Multivariate analysis for metabolomics data pre-possessed was finished with SIMCA-P software (v14.1, Umetric, Umeå, Sweden). PCA and OPLS-DA models were established. Variable importance of project (VIP) values, which indicated a significant difference between the groups were also estimated statistically. RSD also was calculated for the pooled QC injections to assess the quality and stability of MS data. All the distinct metabolites were identified by matching accurate mass (ppm < 10) to the Human Metabolome Database (HMDB Version 4.0) [52], with confirmation determined by comparing characteristic tandem mass spectrometry (MS/MS) fragmentation patterns with METLIN [53] and HMDB Database [52] or demonstrated by referring the chemical standards (HPLC grade, Sigma).

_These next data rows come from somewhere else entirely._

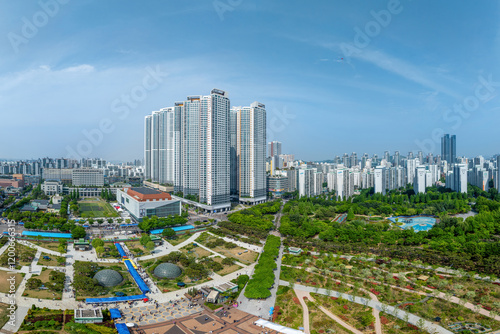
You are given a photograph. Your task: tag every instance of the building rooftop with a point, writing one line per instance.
(146, 191)
(225, 287)
(143, 194)
(92, 313)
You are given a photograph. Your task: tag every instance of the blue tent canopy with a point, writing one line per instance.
(138, 279)
(115, 313)
(122, 329)
(120, 250)
(114, 299)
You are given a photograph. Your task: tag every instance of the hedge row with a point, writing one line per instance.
(263, 276)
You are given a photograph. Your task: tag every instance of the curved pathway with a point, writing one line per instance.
(326, 311)
(412, 319)
(300, 295)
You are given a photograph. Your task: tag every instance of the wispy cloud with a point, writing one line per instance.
(85, 68)
(404, 69)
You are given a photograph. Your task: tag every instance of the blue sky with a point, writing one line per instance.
(333, 78)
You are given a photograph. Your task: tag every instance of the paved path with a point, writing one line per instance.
(333, 316)
(412, 319)
(300, 295)
(241, 244)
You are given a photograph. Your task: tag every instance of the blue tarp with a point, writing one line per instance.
(138, 279)
(115, 313)
(114, 299)
(122, 329)
(47, 234)
(120, 250)
(176, 229)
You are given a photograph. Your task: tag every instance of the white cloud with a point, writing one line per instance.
(403, 69)
(84, 68)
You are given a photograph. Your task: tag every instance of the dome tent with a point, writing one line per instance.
(167, 270)
(108, 278)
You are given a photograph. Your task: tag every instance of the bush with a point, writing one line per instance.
(263, 277)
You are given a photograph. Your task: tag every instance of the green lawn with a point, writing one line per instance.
(96, 209)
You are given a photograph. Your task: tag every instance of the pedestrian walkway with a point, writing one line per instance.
(301, 294)
(412, 319)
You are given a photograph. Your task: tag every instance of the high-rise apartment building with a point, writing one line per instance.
(249, 145)
(449, 148)
(189, 145)
(159, 146)
(208, 150)
(274, 148)
(456, 179)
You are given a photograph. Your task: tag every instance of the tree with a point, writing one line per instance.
(78, 232)
(169, 233)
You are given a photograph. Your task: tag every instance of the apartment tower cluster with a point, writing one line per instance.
(204, 148)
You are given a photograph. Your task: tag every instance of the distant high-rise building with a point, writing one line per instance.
(189, 145)
(456, 179)
(250, 152)
(397, 158)
(346, 161)
(379, 180)
(159, 146)
(274, 148)
(449, 148)
(419, 183)
(354, 159)
(420, 157)
(387, 156)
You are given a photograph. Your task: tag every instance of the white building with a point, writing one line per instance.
(379, 180)
(87, 177)
(141, 202)
(419, 181)
(249, 144)
(52, 187)
(456, 179)
(306, 182)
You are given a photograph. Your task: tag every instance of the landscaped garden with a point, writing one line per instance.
(5, 284)
(24, 256)
(86, 286)
(51, 260)
(263, 276)
(48, 285)
(192, 271)
(228, 249)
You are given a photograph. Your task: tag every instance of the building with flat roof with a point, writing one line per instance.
(141, 202)
(87, 177)
(88, 316)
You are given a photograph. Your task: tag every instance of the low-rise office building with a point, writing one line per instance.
(143, 202)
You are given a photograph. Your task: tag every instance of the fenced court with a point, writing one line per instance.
(96, 209)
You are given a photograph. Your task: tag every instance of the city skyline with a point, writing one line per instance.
(325, 76)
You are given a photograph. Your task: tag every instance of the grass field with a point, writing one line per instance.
(3, 314)
(55, 261)
(43, 294)
(4, 284)
(96, 209)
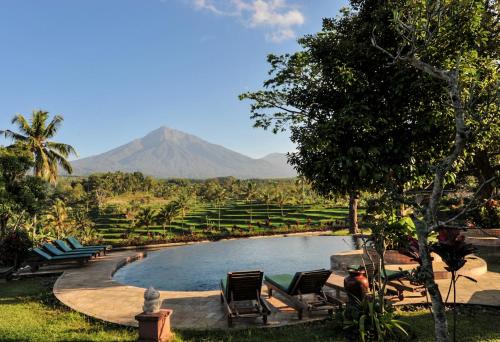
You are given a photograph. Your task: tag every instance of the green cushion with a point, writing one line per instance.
(391, 275)
(282, 281)
(223, 284)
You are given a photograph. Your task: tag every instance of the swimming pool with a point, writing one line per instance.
(199, 267)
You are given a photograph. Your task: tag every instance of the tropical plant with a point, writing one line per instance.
(250, 194)
(57, 219)
(266, 197)
(372, 319)
(167, 214)
(453, 250)
(146, 217)
(184, 202)
(34, 136)
(14, 248)
(281, 199)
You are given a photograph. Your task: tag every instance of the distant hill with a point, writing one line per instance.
(168, 153)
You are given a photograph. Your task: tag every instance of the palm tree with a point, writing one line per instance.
(57, 219)
(184, 203)
(146, 217)
(167, 214)
(267, 198)
(220, 198)
(281, 199)
(250, 194)
(34, 136)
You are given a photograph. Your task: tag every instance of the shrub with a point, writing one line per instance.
(14, 248)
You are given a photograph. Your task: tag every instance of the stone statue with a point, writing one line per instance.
(151, 301)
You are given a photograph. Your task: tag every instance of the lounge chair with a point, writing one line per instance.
(295, 289)
(77, 245)
(57, 252)
(397, 281)
(67, 248)
(6, 272)
(240, 294)
(40, 258)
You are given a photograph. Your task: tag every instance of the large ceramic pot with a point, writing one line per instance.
(356, 284)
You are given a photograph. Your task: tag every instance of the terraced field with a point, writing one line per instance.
(234, 217)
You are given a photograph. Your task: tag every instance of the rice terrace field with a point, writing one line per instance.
(237, 218)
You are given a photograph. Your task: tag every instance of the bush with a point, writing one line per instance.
(14, 248)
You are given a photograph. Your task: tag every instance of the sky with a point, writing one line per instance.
(118, 69)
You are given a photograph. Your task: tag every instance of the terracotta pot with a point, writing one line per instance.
(356, 284)
(394, 257)
(155, 327)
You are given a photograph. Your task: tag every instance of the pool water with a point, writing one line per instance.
(200, 267)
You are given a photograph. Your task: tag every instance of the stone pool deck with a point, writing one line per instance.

All distinct metabolites were analyzed with MetaboAnalyst 4.0 for metabolic pathways [54]. The comprehensive metabolic network was constructed with Cytoscape Software (v3.6.1) [55] based on the data from Kyoto Encyclopedia of Genes and Genomes (KEGG) database [56].

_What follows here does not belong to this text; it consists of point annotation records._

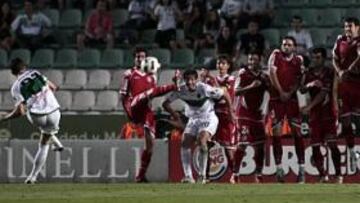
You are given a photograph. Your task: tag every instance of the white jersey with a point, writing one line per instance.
(199, 103)
(31, 89)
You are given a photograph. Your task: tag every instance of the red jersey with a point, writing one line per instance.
(288, 71)
(326, 77)
(226, 82)
(135, 82)
(250, 105)
(345, 51)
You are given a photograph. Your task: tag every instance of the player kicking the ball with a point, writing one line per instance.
(137, 90)
(33, 95)
(200, 99)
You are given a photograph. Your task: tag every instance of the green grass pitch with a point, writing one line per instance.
(182, 193)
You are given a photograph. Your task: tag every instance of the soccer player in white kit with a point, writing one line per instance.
(202, 124)
(33, 95)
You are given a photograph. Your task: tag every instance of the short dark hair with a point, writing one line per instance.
(16, 65)
(290, 38)
(255, 52)
(320, 50)
(139, 49)
(352, 20)
(225, 57)
(190, 72)
(297, 17)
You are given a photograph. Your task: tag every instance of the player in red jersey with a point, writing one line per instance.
(137, 89)
(250, 90)
(226, 134)
(318, 81)
(346, 61)
(285, 75)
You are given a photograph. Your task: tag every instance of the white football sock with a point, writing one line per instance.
(39, 160)
(203, 158)
(56, 141)
(186, 162)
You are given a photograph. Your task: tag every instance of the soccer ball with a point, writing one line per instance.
(150, 65)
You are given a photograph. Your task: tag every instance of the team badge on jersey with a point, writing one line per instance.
(218, 162)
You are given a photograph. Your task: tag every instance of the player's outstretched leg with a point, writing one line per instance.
(300, 153)
(203, 156)
(185, 153)
(259, 161)
(347, 132)
(238, 156)
(146, 156)
(56, 144)
(40, 159)
(319, 162)
(336, 156)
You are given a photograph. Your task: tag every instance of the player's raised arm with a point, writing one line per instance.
(18, 111)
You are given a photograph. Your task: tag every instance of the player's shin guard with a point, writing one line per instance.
(203, 160)
(318, 160)
(277, 148)
(259, 157)
(300, 149)
(239, 154)
(39, 161)
(145, 161)
(336, 156)
(186, 162)
(57, 144)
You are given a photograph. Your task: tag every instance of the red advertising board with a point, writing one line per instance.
(219, 168)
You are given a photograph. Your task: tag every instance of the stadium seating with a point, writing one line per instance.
(182, 58)
(98, 79)
(112, 58)
(116, 78)
(7, 102)
(23, 54)
(66, 58)
(106, 101)
(319, 3)
(88, 58)
(6, 79)
(120, 17)
(83, 101)
(3, 58)
(65, 99)
(75, 79)
(53, 15)
(70, 18)
(272, 36)
(55, 76)
(43, 58)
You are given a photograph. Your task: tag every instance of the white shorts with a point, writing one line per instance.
(196, 125)
(47, 123)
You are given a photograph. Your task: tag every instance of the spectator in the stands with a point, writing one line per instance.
(30, 27)
(98, 28)
(261, 10)
(6, 17)
(302, 36)
(167, 14)
(226, 42)
(250, 41)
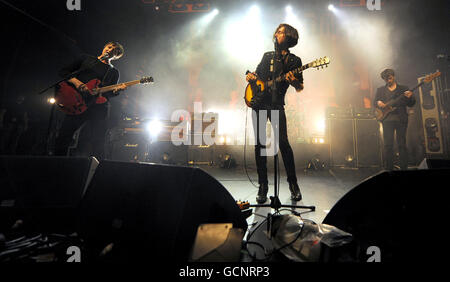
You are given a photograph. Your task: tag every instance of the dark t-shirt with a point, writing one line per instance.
(284, 65)
(385, 95)
(107, 74)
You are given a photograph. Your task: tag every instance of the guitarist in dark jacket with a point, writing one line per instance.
(399, 97)
(284, 62)
(96, 115)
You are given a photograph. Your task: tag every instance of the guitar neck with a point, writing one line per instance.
(282, 77)
(112, 87)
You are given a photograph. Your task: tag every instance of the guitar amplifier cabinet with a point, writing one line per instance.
(431, 123)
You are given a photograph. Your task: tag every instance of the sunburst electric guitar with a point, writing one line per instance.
(255, 90)
(73, 102)
(382, 113)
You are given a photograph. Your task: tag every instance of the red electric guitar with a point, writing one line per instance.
(73, 102)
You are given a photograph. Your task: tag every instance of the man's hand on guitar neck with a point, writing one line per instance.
(408, 94)
(290, 77)
(80, 86)
(121, 87)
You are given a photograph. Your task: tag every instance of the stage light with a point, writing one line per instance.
(154, 127)
(210, 16)
(254, 10)
(349, 158)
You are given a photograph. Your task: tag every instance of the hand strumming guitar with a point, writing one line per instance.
(121, 87)
(251, 77)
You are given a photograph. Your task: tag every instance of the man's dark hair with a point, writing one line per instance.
(118, 49)
(291, 34)
(386, 73)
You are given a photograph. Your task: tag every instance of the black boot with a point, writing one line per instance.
(295, 192)
(262, 193)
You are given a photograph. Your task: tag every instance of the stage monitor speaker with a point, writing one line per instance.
(218, 242)
(151, 212)
(434, 163)
(394, 215)
(43, 192)
(165, 152)
(367, 138)
(341, 137)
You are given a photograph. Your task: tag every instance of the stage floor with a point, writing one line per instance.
(319, 188)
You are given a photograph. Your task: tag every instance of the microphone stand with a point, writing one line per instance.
(52, 111)
(274, 200)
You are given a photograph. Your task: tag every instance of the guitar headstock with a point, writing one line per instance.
(146, 79)
(321, 62)
(430, 77)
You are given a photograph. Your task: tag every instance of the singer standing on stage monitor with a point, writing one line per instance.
(96, 115)
(272, 65)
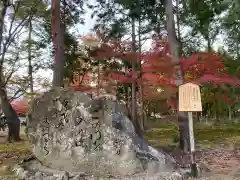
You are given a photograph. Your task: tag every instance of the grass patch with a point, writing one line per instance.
(206, 136)
(12, 153)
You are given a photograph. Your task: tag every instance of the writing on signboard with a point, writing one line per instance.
(190, 98)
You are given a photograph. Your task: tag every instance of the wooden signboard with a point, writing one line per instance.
(190, 98)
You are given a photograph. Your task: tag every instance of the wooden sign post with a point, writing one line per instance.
(190, 101)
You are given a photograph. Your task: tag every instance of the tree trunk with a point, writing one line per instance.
(11, 115)
(134, 97)
(174, 46)
(142, 112)
(30, 74)
(178, 27)
(58, 44)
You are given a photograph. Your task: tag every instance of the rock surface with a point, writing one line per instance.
(71, 132)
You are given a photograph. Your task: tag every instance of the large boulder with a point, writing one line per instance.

Statistical significance of the difference was estimated using the F-test. Kolmogorov-Smirnov test was used to ensure the normality of the data. Student’s t test for data with homogeneity of variance or Welch’s t-test was performed for pairwise two-group analysis. Moreover, multiple comparisons among the groups were performed by one-way analyses of variance (ANOVA). Mann-Whitney-Wilcoxon test was performed for the dataset, which does not follow the normality. All statistical significance was accepted at p < 0.05. The statistical analysis was completed with R (v3.3.3) basic statistical packages. All of the statistical bar charts were finished with R’s Basic Graphic and ggplot2 (v2.2.1) packages. The heatmap of all the differentiated metabolites were prepared with ComplexHeatmap (v1.19.1) package. The specificity and sensitivity of biomarkers was displayed by ROC estimated with pROC (v1.12.1) package.

5. Conclusions

We demonstrated that methotrexate play an inhibitory effect on rheumatoid arthritis swelling and inflammation by downregulating NF-κB and NLRP3/Caspase-1 pathways and potentially affecting the activity of caspase-1. The critical perturbed metabolic pathways, including arachidonic acid, linoleic acid, and sphingolipid interacting with NF-κB and NLRP3/Caspase-1 could contribute to the pathogenesis of RA and were also involved in the pharmacological regulation of methotrexate. Various differentiated mediators provide us with series potential clinical biomarkers for future investigation. The elucidating pharmacological mechanism of methotrexate will benefit its rational administration in clinical practice.